Wettbewerb der Alternativen

Ökonomie / Aartalbahn

Mit Jahreskosten von 5,33 Millionen € ist die Reaktivierung der Aartalbahn die kostengünstigste Alternative nach „Status quo“ (4,70).

Es handelt sich nicht um die Keimzelle für ein neues Verkehrskonzept für Wiesbaden, sondern um eine Einzelmaßnahme; sie muss mit einer anderen Alternative („Mehr Busse“ oder „Status quo“) kombiniert werden, deren Vor- und Nachteile dann auch hier gelten.

Auch wenn die anderen Regionalbahnen in gleicher Weise modernisiert werden können, bleiben die strukturellen Nachteile bestehen: keine Andienung der Innenstadt, ortsferne Lage der Haltestellen, hohe Reisezeiten durch Umwege und infolge des mehrfach gebrochenen Verkehrs, Schadstoffe und Lärm durch Dieselbetrieb, mangelnder Komfort beim Ein- und Aussteigen.

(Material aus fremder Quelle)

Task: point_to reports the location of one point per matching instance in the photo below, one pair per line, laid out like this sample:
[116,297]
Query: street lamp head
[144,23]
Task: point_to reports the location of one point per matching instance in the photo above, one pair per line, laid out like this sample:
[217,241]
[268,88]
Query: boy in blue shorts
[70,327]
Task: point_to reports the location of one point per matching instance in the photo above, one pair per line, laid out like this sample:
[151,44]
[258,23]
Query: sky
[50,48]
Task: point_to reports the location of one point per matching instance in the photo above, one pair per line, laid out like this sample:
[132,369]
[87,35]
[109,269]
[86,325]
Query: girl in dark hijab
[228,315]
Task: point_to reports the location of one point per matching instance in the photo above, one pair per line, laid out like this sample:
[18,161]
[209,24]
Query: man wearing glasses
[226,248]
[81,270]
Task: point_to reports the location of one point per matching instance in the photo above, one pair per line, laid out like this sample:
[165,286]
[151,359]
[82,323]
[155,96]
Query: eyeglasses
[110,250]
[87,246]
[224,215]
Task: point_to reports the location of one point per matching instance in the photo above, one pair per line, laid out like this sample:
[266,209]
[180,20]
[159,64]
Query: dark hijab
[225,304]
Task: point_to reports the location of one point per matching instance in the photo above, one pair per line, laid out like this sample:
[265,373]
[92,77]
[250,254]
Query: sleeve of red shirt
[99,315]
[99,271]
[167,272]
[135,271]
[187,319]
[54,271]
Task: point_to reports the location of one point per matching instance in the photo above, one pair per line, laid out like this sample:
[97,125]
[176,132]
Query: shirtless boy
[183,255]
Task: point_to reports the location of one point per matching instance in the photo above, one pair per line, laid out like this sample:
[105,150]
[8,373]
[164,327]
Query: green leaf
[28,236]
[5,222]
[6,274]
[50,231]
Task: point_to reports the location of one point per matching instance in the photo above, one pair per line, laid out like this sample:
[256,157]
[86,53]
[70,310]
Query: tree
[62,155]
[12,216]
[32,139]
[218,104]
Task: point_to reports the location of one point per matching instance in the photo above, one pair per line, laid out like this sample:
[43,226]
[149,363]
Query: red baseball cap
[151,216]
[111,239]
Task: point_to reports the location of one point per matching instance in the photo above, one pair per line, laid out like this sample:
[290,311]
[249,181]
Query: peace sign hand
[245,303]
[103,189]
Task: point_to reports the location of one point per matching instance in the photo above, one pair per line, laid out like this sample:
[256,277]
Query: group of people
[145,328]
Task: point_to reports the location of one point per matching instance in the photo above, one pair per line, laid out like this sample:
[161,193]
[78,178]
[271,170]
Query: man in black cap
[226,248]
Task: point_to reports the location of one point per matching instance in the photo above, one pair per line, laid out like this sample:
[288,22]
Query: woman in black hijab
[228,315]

Zwar steigen die Fahrgastzahlen, aber wegen des zunehmenden Verkehrsvolumens sinkt der ÖPNV-Anteil auf 23 Prozent. Der zunehmende Autoverkehr bedeutet höhere Kosten für Straßenreparaturen. Demzufolge bleiben Erträge und Nutzen gering.

Es ist möglich, dass der Kosten/Nutzenfaktor dennoch positiv ist, aber die Erfüllung der Verkehrsaufgabe, nämlich von der Region aus die wichtigsten Ziele unmittelbar anzufahren, wird nicht erreicht. Auch die Anpassungsfähigkeit an zukünftige Entwicklungen ist nicht erkennbar, da die Strecken vorgegeben sind.